Colonial times. During the beginning of the American colonial period, settlements were small and precarious and they struggled for survival. Colonists were often unprepared for the harsh conditions of the new continent and the hostile welcome from the natives. In such tough environments, cleanliness was not a priority.

Colonial Jamestown, an important early American settlement, was built in an island surrounded by swamplands. The settlers originally planned to trade with natives for fresh water and food, but the natives were hostile and not always willing to trade. So the colonists were forced to drink brackish water from the swamp, which made many of the people extremely sick. Dysentery is a messy disease involving explosive diarrhea and vomiting and it’s likely that Jamestown was not a particularly clean place when most of its inhabitants came down with it. Around the same time, Jamestown entered a period of famine so most people were dying of either dysentery or hunger. With all the diarrhea, vomiting and dying going around in Jamestown, chances are the town and its inhabitants didn’t smell very good.
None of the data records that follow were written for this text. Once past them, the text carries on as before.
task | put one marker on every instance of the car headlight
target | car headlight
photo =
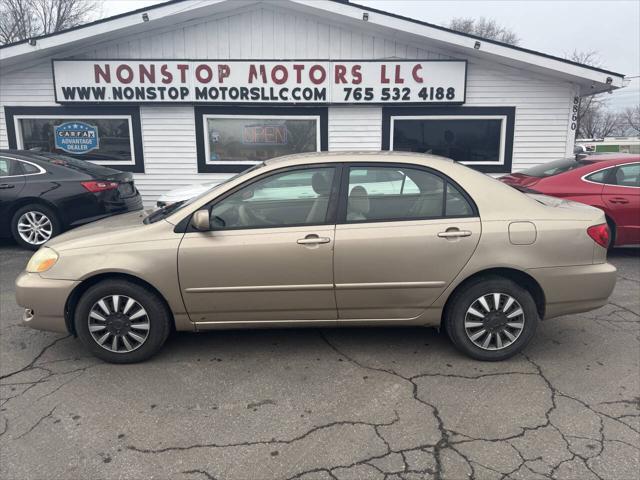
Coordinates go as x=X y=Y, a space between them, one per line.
x=42 y=260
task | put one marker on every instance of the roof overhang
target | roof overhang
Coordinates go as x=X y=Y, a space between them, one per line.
x=590 y=79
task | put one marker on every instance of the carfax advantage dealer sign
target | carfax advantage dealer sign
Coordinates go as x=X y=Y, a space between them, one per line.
x=269 y=81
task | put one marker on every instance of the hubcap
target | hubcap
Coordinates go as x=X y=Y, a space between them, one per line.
x=118 y=323
x=494 y=321
x=34 y=227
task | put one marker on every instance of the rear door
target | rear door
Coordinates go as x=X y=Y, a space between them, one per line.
x=621 y=195
x=403 y=235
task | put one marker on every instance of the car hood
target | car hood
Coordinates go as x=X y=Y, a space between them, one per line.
x=576 y=209
x=185 y=193
x=112 y=230
x=519 y=179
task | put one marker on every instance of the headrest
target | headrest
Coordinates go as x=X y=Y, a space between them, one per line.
x=320 y=183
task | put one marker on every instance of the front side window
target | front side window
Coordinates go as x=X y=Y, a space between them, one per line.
x=297 y=197
x=102 y=140
x=249 y=140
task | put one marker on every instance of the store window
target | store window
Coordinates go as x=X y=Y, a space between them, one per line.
x=232 y=142
x=102 y=138
x=479 y=137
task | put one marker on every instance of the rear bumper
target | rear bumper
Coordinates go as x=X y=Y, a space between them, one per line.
x=44 y=301
x=575 y=289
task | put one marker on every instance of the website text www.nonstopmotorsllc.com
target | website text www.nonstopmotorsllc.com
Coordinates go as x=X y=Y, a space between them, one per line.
x=261 y=82
x=160 y=93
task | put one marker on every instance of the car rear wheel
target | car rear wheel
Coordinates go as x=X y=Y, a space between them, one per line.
x=122 y=322
x=33 y=225
x=491 y=319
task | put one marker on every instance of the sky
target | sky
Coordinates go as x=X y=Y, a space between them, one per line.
x=556 y=27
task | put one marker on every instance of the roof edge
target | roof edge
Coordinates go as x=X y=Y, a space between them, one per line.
x=476 y=37
x=345 y=3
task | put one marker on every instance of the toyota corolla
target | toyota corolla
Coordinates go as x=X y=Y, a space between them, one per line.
x=327 y=240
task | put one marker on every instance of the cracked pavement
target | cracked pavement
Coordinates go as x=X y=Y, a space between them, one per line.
x=316 y=404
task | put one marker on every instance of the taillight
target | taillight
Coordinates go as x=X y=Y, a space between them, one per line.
x=95 y=187
x=600 y=234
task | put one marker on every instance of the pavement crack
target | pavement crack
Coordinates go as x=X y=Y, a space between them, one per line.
x=32 y=364
x=262 y=442
x=206 y=474
x=35 y=425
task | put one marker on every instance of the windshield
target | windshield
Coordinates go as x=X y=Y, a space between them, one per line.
x=550 y=169
x=175 y=207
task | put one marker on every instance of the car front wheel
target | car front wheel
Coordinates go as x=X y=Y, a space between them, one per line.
x=492 y=319
x=122 y=322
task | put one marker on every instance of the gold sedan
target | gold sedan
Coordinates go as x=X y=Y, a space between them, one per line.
x=337 y=239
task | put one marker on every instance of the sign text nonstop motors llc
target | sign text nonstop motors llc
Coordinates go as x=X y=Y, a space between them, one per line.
x=292 y=81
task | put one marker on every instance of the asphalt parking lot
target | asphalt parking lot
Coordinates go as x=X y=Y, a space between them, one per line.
x=326 y=404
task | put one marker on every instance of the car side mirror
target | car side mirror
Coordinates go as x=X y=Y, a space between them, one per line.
x=200 y=220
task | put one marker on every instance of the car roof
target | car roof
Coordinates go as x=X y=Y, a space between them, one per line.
x=611 y=156
x=22 y=154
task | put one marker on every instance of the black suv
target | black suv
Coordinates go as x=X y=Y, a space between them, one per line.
x=43 y=194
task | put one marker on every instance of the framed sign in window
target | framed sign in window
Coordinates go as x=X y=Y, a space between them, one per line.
x=480 y=137
x=233 y=142
x=109 y=137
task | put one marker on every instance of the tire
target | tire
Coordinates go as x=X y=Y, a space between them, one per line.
x=44 y=218
x=122 y=320
x=462 y=325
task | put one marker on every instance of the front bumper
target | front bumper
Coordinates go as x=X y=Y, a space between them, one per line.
x=44 y=301
x=575 y=289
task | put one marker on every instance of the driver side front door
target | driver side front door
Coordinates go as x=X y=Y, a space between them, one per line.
x=268 y=255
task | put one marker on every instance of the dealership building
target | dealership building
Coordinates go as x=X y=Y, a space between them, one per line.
x=192 y=91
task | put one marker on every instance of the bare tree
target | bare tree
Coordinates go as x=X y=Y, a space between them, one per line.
x=600 y=122
x=485 y=28
x=631 y=118
x=595 y=120
x=23 y=19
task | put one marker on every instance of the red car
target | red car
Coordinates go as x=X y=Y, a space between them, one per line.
x=610 y=182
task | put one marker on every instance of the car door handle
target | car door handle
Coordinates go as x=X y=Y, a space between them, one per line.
x=313 y=240
x=455 y=234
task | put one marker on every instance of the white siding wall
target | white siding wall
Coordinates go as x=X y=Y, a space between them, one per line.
x=542 y=104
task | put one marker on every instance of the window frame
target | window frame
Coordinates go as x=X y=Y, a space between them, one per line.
x=506 y=114
x=13 y=116
x=612 y=169
x=184 y=226
x=203 y=113
x=343 y=195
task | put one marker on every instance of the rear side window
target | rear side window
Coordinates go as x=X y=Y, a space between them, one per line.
x=4 y=167
x=395 y=193
x=9 y=168
x=76 y=164
x=28 y=168
x=627 y=175
x=556 y=167
x=599 y=177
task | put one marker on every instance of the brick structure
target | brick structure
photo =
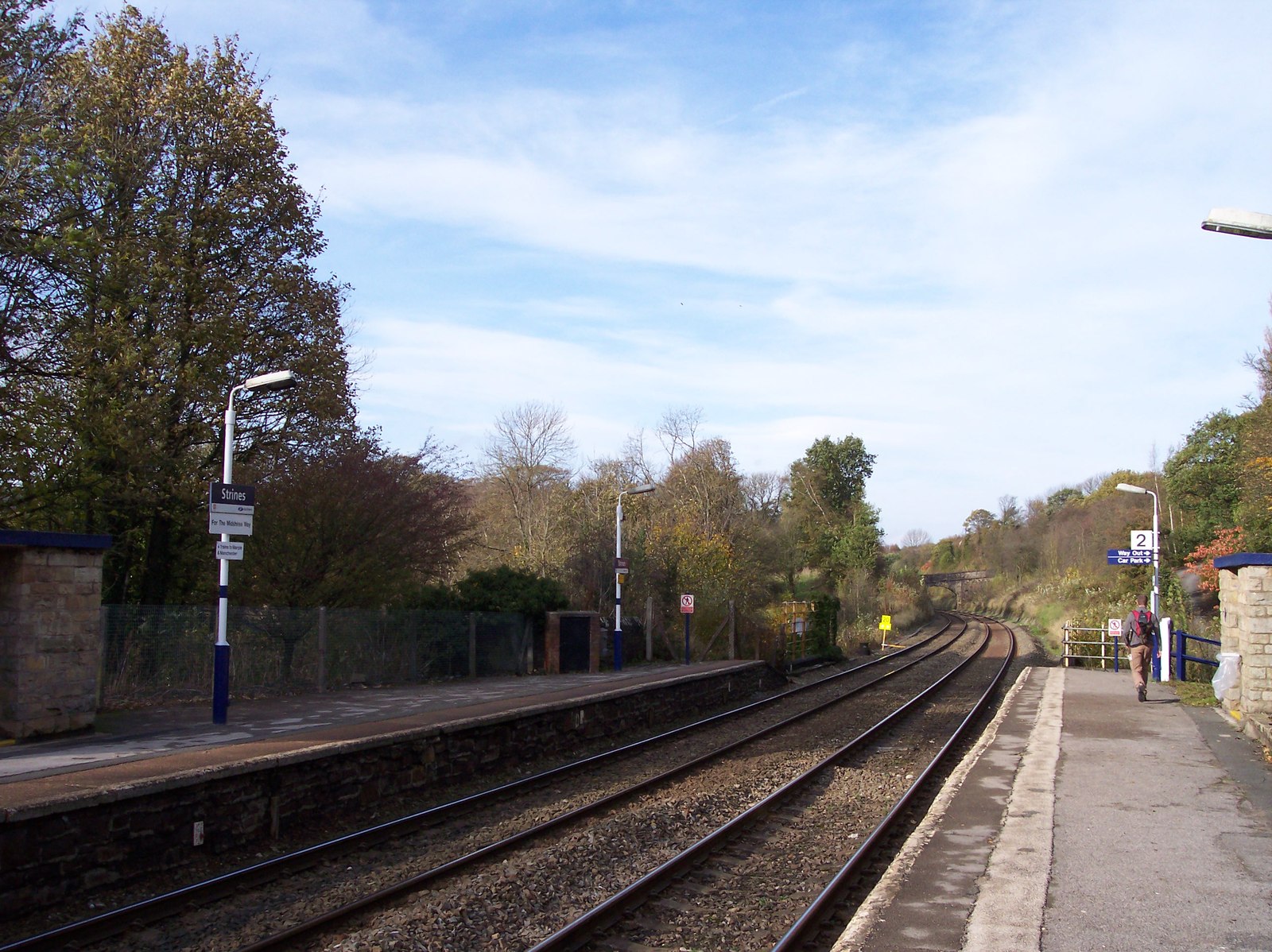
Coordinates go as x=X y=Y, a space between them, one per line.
x=65 y=847
x=1246 y=618
x=553 y=640
x=50 y=631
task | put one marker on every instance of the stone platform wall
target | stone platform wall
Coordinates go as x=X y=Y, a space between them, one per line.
x=50 y=632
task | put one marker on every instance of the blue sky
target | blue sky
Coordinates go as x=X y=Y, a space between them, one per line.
x=966 y=231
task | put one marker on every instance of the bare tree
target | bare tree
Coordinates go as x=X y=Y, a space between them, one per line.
x=529 y=459
x=765 y=492
x=678 y=430
x=915 y=538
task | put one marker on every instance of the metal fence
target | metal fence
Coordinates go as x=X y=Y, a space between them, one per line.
x=159 y=653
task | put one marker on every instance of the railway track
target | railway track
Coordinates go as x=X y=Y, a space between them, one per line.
x=521 y=865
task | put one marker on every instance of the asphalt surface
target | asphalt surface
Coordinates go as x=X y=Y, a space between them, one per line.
x=1085 y=820
x=161 y=733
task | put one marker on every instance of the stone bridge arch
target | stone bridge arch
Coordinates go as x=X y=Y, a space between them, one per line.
x=956 y=582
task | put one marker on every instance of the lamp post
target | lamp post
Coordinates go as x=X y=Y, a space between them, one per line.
x=619 y=575
x=1238 y=222
x=264 y=383
x=1127 y=487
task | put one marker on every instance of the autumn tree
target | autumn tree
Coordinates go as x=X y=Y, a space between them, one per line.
x=839 y=526
x=355 y=525
x=177 y=263
x=1204 y=481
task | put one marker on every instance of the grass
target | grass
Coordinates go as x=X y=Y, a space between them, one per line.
x=1196 y=695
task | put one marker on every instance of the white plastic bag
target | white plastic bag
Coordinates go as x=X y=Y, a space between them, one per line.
x=1227 y=674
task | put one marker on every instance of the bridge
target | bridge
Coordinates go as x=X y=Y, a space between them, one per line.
x=954 y=581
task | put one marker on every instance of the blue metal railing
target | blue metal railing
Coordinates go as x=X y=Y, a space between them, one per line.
x=1183 y=657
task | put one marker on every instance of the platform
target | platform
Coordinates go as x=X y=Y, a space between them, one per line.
x=152 y=744
x=1085 y=820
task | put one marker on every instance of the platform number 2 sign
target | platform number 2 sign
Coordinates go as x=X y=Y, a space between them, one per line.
x=1142 y=539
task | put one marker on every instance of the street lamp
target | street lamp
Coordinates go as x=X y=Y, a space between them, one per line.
x=264 y=383
x=1127 y=487
x=619 y=574
x=1238 y=222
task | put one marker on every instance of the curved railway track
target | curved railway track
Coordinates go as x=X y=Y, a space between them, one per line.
x=541 y=853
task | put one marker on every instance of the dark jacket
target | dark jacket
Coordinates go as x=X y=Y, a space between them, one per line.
x=1130 y=633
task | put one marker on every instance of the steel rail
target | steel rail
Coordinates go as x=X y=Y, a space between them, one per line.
x=824 y=907
x=607 y=913
x=152 y=909
x=532 y=833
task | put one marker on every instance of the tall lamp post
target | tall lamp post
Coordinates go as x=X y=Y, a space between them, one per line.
x=277 y=381
x=1157 y=596
x=619 y=575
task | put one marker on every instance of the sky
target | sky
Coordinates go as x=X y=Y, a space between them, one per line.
x=967 y=231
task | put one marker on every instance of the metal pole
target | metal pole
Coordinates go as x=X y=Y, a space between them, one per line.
x=222 y=651
x=1157 y=594
x=619 y=585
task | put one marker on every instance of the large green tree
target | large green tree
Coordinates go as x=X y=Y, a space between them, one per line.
x=827 y=487
x=177 y=257
x=1204 y=481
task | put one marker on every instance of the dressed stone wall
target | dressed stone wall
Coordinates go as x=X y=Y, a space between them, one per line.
x=50 y=631
x=1246 y=618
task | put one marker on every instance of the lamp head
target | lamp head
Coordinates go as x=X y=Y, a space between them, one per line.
x=277 y=381
x=1238 y=222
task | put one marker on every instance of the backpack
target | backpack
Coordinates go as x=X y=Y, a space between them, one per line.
x=1142 y=625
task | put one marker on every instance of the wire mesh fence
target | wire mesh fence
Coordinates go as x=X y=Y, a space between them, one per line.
x=157 y=653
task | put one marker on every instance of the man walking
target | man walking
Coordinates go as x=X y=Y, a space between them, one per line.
x=1138 y=632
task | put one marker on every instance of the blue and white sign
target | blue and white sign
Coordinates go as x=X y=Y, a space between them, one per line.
x=1130 y=557
x=1142 y=539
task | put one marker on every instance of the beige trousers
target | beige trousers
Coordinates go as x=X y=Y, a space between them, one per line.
x=1140 y=665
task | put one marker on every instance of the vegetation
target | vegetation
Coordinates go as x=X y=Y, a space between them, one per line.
x=157 y=250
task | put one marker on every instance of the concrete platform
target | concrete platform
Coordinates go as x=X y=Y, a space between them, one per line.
x=129 y=748
x=1085 y=820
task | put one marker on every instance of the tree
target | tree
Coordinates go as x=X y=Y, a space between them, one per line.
x=840 y=529
x=528 y=464
x=1009 y=511
x=979 y=521
x=1204 y=479
x=915 y=538
x=831 y=478
x=506 y=589
x=355 y=526
x=178 y=263
x=32 y=48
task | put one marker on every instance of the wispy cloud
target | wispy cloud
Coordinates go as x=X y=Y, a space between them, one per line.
x=968 y=235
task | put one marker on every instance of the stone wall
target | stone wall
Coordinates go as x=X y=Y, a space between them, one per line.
x=76 y=844
x=1246 y=618
x=50 y=631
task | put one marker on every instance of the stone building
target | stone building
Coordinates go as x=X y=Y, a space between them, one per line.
x=50 y=631
x=1246 y=618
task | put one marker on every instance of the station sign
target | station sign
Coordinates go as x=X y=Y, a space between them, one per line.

The Ancient Egyptians. The Ancient Egyptians shaved their heads so they wouldn’t get lice-then wore wigs to make it look like they still had hair. But just because they had shaved heads didn’t mean they were clean. They put wax cones filled with perfume on top of their wigs, and as the wax melted during the day, they were always surrounded by sweet smells. Of course, their heads were also covered in wax by the end of the day.